In his early career, Peake, a batsman, was selected as part of the Australian under-19s cricket team, which he captained in the 1994/95 season at 17 years of age. He scored 304 against Indian Youth in a match in Melbourne that season, the highest score in a U19 international match.

In the 1995/96 season, Peake made his first-class debut with the Victorian Bushrangers at just 18 years of age. He played six matches (and one List A match) but did not live up to the potential of his under-19s performances and was soon dropped. He did not play a Sheffield Shield match in 1996/97, with only one List A performance to his name.

Peake then spent three seasons in the wilderness before returning to the Bushrangers in the 1999/2000 season, still only 22 years of age.
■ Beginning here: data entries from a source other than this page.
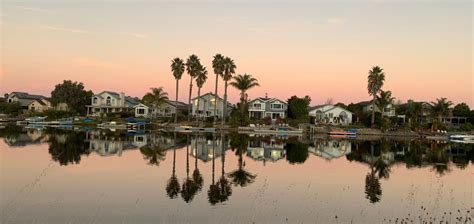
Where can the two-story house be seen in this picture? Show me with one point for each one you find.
(267, 107)
(110, 102)
(207, 106)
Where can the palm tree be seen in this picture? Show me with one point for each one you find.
(173, 188)
(192, 67)
(375, 82)
(244, 83)
(201, 78)
(440, 108)
(153, 153)
(156, 97)
(218, 66)
(384, 100)
(229, 70)
(177, 67)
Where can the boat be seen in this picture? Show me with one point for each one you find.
(462, 138)
(188, 129)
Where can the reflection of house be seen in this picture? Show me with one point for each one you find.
(267, 107)
(207, 104)
(330, 114)
(270, 149)
(388, 111)
(331, 148)
(205, 148)
(110, 102)
(166, 109)
(106, 145)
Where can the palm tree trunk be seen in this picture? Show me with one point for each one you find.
(215, 99)
(224, 115)
(189, 101)
(176, 103)
(197, 107)
(373, 111)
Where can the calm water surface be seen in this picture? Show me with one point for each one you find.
(92, 176)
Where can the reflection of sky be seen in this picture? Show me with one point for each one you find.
(126, 189)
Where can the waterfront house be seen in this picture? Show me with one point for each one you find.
(263, 107)
(207, 106)
(110, 102)
(330, 114)
(166, 109)
(388, 111)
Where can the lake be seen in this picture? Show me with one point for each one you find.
(93, 176)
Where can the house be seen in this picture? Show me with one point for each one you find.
(166, 109)
(208, 104)
(42, 105)
(110, 102)
(330, 114)
(25, 99)
(263, 107)
(388, 111)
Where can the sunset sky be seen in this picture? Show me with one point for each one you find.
(323, 49)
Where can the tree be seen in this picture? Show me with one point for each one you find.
(229, 71)
(218, 64)
(72, 94)
(192, 67)
(375, 82)
(298, 107)
(156, 97)
(461, 110)
(383, 101)
(440, 108)
(177, 67)
(201, 78)
(244, 83)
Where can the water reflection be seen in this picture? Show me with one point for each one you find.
(69, 147)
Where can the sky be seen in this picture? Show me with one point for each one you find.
(323, 49)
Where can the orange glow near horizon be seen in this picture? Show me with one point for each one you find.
(323, 50)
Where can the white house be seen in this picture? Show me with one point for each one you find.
(388, 111)
(330, 114)
(207, 106)
(267, 107)
(110, 102)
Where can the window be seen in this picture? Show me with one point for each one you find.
(109, 101)
(276, 106)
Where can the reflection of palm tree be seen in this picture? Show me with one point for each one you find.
(197, 177)
(373, 189)
(241, 177)
(189, 189)
(153, 153)
(173, 188)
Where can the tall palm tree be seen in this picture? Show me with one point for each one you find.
(384, 100)
(156, 97)
(218, 66)
(375, 82)
(192, 67)
(229, 71)
(201, 78)
(177, 67)
(173, 188)
(243, 83)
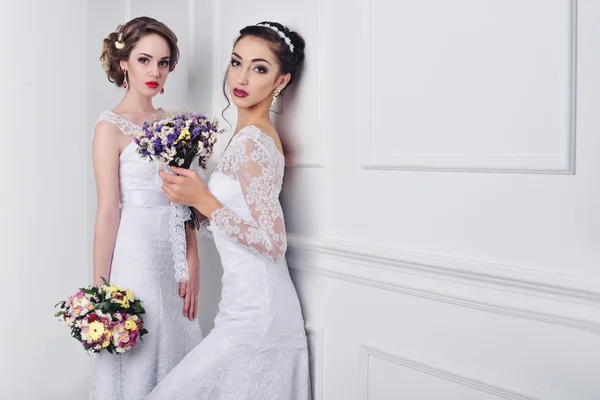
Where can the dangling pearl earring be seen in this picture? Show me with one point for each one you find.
(277, 91)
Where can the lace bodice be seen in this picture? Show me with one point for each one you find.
(254, 162)
(139, 179)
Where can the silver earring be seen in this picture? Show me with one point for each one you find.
(277, 91)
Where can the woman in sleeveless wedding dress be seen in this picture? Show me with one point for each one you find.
(134, 235)
(258, 347)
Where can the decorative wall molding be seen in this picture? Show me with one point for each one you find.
(505, 163)
(317, 334)
(447, 372)
(310, 255)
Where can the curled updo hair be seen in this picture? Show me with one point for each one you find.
(128, 35)
(289, 61)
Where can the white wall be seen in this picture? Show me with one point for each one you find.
(44, 201)
(441, 195)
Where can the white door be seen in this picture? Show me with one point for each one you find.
(452, 249)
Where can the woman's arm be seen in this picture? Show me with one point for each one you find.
(105, 156)
(189, 289)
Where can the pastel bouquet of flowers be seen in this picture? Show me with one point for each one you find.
(103, 318)
(177, 140)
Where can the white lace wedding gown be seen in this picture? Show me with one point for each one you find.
(258, 348)
(143, 262)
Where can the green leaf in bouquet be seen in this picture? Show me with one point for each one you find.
(104, 305)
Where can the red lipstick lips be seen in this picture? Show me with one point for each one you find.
(239, 93)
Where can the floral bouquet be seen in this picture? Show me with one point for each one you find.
(103, 318)
(176, 141)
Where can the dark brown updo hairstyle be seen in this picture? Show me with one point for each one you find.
(289, 61)
(126, 37)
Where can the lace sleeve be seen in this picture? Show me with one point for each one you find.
(253, 167)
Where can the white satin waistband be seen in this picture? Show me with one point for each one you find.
(143, 198)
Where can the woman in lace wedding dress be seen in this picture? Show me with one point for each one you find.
(258, 348)
(132, 243)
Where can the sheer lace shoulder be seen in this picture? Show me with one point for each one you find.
(253, 160)
(125, 126)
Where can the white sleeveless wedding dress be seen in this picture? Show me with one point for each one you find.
(258, 347)
(143, 262)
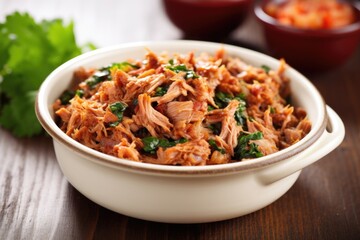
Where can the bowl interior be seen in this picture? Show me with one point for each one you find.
(303, 94)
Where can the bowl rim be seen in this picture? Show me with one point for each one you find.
(44, 116)
(265, 18)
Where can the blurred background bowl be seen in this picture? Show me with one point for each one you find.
(207, 19)
(310, 50)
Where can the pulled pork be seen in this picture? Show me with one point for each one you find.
(182, 109)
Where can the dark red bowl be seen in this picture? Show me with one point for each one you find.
(207, 19)
(309, 50)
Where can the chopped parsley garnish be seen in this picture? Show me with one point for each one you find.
(67, 95)
(245, 149)
(182, 68)
(222, 100)
(117, 108)
(104, 74)
(151, 144)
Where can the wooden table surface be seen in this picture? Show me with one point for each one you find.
(36, 201)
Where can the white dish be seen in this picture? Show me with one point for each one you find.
(186, 194)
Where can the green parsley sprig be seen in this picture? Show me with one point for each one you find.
(29, 51)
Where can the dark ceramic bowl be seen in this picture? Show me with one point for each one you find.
(309, 50)
(207, 19)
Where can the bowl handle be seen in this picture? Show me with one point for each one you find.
(328, 141)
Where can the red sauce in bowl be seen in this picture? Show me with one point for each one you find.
(310, 14)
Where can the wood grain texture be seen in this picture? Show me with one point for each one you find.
(36, 201)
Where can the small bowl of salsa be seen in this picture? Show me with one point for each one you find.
(310, 35)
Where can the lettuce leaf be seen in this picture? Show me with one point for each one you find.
(29, 51)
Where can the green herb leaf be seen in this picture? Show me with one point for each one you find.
(117, 108)
(245, 149)
(151, 144)
(29, 51)
(17, 112)
(182, 68)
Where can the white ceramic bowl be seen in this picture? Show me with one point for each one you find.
(179, 194)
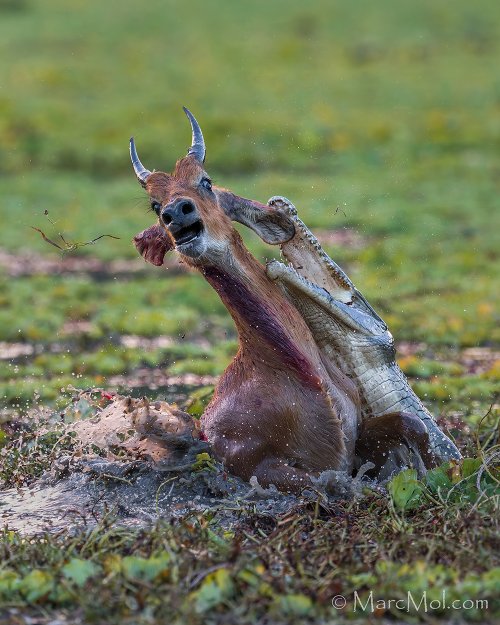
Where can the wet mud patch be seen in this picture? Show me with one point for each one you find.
(137, 462)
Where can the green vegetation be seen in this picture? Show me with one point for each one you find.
(380, 122)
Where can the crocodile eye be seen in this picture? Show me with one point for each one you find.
(206, 183)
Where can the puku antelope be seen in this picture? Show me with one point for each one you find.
(281, 410)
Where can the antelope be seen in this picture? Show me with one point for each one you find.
(281, 411)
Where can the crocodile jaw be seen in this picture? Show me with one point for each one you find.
(308, 258)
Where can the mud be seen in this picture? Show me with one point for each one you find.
(151, 464)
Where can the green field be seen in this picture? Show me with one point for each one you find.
(381, 122)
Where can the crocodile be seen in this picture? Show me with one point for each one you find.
(355, 338)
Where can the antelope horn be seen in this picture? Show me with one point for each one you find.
(197, 148)
(140, 171)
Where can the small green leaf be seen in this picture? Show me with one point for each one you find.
(296, 604)
(405, 489)
(216, 588)
(36, 585)
(79, 571)
(438, 480)
(146, 569)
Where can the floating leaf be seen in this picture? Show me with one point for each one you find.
(405, 489)
(79, 571)
(36, 585)
(216, 588)
(296, 604)
(146, 569)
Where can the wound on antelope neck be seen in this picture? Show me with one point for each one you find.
(254, 319)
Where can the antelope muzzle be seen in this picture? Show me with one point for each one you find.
(183, 222)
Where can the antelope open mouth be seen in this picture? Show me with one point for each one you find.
(188, 233)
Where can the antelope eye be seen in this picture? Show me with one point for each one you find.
(206, 183)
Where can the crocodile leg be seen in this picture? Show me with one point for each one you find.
(368, 345)
(394, 441)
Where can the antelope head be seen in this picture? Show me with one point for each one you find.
(194, 216)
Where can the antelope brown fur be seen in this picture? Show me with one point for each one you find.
(279, 411)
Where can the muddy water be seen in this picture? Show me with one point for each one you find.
(132, 494)
(148, 467)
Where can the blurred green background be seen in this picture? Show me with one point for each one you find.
(381, 122)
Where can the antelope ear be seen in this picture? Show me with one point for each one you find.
(272, 226)
(152, 244)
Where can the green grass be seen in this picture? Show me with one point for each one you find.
(383, 119)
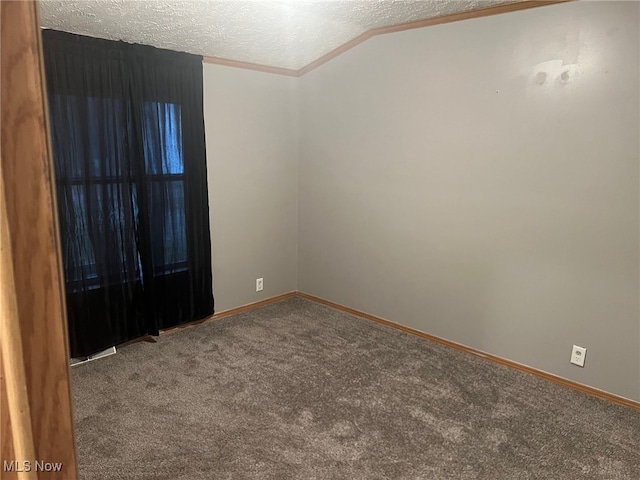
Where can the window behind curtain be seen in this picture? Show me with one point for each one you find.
(128, 144)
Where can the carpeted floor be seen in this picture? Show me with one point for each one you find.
(299, 390)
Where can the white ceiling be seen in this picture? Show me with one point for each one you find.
(280, 33)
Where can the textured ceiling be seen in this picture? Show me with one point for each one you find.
(287, 34)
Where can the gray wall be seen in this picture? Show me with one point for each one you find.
(479, 181)
(251, 123)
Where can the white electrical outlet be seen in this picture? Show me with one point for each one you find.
(577, 355)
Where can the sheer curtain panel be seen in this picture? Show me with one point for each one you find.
(128, 143)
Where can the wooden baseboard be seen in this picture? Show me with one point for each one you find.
(494, 358)
(231, 311)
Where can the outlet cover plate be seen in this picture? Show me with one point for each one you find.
(577, 355)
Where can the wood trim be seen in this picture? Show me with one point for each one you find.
(14, 377)
(251, 66)
(428, 22)
(27, 171)
(231, 311)
(493, 358)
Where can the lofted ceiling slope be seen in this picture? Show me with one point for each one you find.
(287, 34)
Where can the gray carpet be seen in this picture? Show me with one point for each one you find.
(299, 390)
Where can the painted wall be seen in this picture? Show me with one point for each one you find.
(251, 124)
(479, 181)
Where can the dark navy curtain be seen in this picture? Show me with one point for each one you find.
(127, 133)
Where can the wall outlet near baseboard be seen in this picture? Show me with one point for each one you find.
(577, 355)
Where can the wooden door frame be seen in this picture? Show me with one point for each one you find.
(36, 418)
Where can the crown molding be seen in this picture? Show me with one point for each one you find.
(428, 22)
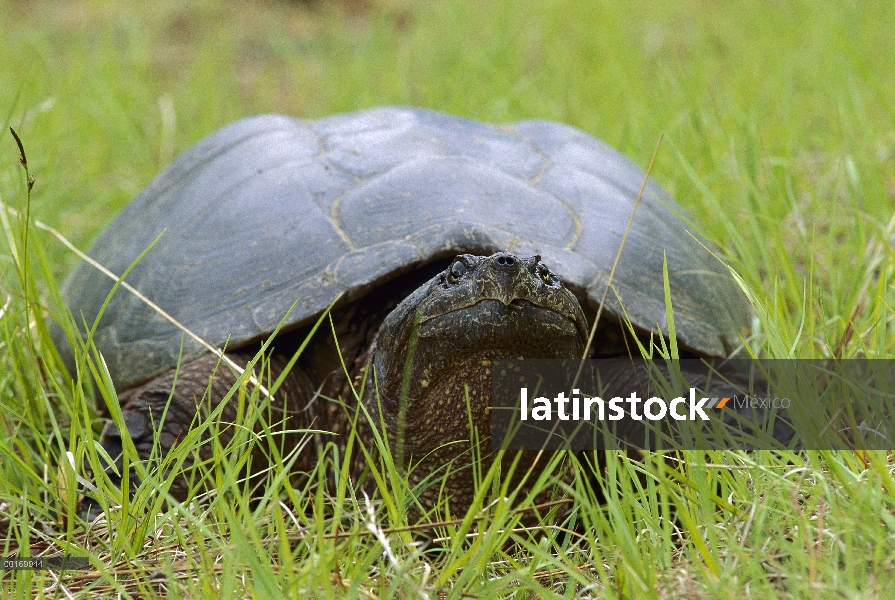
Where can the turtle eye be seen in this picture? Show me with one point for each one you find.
(458, 270)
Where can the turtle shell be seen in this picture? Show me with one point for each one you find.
(271, 210)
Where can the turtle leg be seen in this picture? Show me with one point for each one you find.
(162, 411)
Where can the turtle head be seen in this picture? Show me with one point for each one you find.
(437, 345)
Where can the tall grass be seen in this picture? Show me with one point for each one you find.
(779, 131)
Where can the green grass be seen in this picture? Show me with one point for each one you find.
(779, 125)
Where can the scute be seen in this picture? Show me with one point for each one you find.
(273, 209)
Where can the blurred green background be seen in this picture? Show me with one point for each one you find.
(778, 117)
(779, 125)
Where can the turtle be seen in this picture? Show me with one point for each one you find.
(431, 239)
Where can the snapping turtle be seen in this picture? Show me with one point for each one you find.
(447, 240)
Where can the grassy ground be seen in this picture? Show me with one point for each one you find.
(779, 126)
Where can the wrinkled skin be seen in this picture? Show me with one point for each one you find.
(446, 333)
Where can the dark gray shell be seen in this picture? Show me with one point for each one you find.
(273, 209)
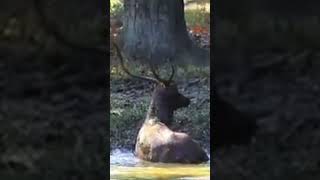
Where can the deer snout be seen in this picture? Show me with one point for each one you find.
(185, 101)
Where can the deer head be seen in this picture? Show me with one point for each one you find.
(165, 98)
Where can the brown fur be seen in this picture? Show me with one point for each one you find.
(156, 142)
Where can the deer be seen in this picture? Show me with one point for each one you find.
(155, 141)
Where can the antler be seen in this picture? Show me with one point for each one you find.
(156, 78)
(127, 71)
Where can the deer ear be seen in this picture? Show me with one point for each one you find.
(162, 84)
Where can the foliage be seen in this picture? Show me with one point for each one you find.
(197, 18)
(116, 7)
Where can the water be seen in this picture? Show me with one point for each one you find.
(124, 165)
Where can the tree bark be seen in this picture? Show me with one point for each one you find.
(155, 30)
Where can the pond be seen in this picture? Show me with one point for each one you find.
(124, 165)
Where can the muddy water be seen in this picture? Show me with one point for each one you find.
(123, 165)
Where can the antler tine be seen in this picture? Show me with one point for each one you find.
(172, 73)
(155, 74)
(127, 71)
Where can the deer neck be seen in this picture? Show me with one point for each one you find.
(155, 114)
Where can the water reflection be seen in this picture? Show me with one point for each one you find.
(124, 165)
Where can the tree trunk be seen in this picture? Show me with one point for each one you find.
(155, 30)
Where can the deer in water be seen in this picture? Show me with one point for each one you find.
(155, 141)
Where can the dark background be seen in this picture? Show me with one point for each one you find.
(266, 63)
(54, 90)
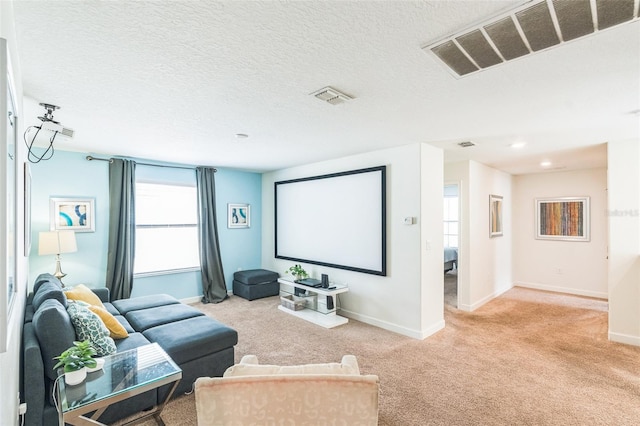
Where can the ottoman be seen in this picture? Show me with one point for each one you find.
(255, 284)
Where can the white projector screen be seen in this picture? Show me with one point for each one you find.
(336, 220)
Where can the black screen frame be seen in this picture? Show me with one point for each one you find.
(382, 270)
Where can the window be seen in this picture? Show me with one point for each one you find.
(451, 221)
(166, 228)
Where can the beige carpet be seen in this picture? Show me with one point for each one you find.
(525, 358)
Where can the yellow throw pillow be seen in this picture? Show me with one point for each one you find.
(116, 330)
(84, 293)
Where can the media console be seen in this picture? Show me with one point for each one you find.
(320, 303)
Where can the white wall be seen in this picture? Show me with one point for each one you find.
(395, 302)
(485, 263)
(624, 241)
(10, 360)
(560, 265)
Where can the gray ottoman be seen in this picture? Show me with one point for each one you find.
(255, 284)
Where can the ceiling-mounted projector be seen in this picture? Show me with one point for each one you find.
(48, 123)
(56, 127)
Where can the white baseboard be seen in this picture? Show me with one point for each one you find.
(624, 338)
(476, 305)
(190, 300)
(567, 290)
(416, 334)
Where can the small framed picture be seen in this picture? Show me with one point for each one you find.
(239, 215)
(564, 219)
(72, 214)
(495, 214)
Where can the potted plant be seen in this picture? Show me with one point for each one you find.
(75, 361)
(297, 271)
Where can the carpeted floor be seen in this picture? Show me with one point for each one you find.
(526, 358)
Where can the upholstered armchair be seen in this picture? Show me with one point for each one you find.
(312, 394)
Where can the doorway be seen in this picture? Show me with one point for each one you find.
(451, 223)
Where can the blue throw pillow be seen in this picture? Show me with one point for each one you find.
(90, 327)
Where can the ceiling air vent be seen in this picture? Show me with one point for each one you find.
(466, 144)
(533, 27)
(331, 95)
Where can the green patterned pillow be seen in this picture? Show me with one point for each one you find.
(90, 327)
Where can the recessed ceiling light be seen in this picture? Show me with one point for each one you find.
(466, 144)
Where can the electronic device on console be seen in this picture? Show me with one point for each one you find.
(311, 282)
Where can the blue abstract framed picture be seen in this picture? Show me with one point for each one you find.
(239, 216)
(72, 214)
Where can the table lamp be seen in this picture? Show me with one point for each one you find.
(57, 242)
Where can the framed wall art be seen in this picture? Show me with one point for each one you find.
(72, 214)
(238, 216)
(495, 216)
(564, 219)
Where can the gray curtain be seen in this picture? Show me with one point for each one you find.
(122, 227)
(214, 289)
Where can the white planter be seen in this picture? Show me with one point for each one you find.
(99, 365)
(73, 378)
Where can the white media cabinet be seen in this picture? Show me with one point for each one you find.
(316, 309)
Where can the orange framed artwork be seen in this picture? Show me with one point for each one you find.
(564, 219)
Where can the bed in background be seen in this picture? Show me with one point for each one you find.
(450, 258)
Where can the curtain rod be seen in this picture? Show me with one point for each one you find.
(110, 160)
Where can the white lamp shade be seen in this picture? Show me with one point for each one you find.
(56, 242)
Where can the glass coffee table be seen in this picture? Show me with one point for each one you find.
(125, 374)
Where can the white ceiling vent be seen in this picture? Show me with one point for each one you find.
(533, 27)
(331, 95)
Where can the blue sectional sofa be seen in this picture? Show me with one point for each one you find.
(200, 345)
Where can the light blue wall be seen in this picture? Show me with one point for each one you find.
(69, 174)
He played one first-class match that season, where he again failed, making scores of 1 and 4. He was retained for 2000/01, but again struggled, averaging 6.33 with the bat over three one-day matches, and 17.66 in four first-class innings.

These performances effectively ended his first-class career, and he headed back to his hometown of Geelong to play for the Geelong Cricket Club in Victorian Premier Cricket.

==Personal life==
Peake works in Geelong as a taxation adviser, specialising in assisting farmers and family businesses. His son Oliver Peake made his debut as a cricketer for Victoria in 2024-25.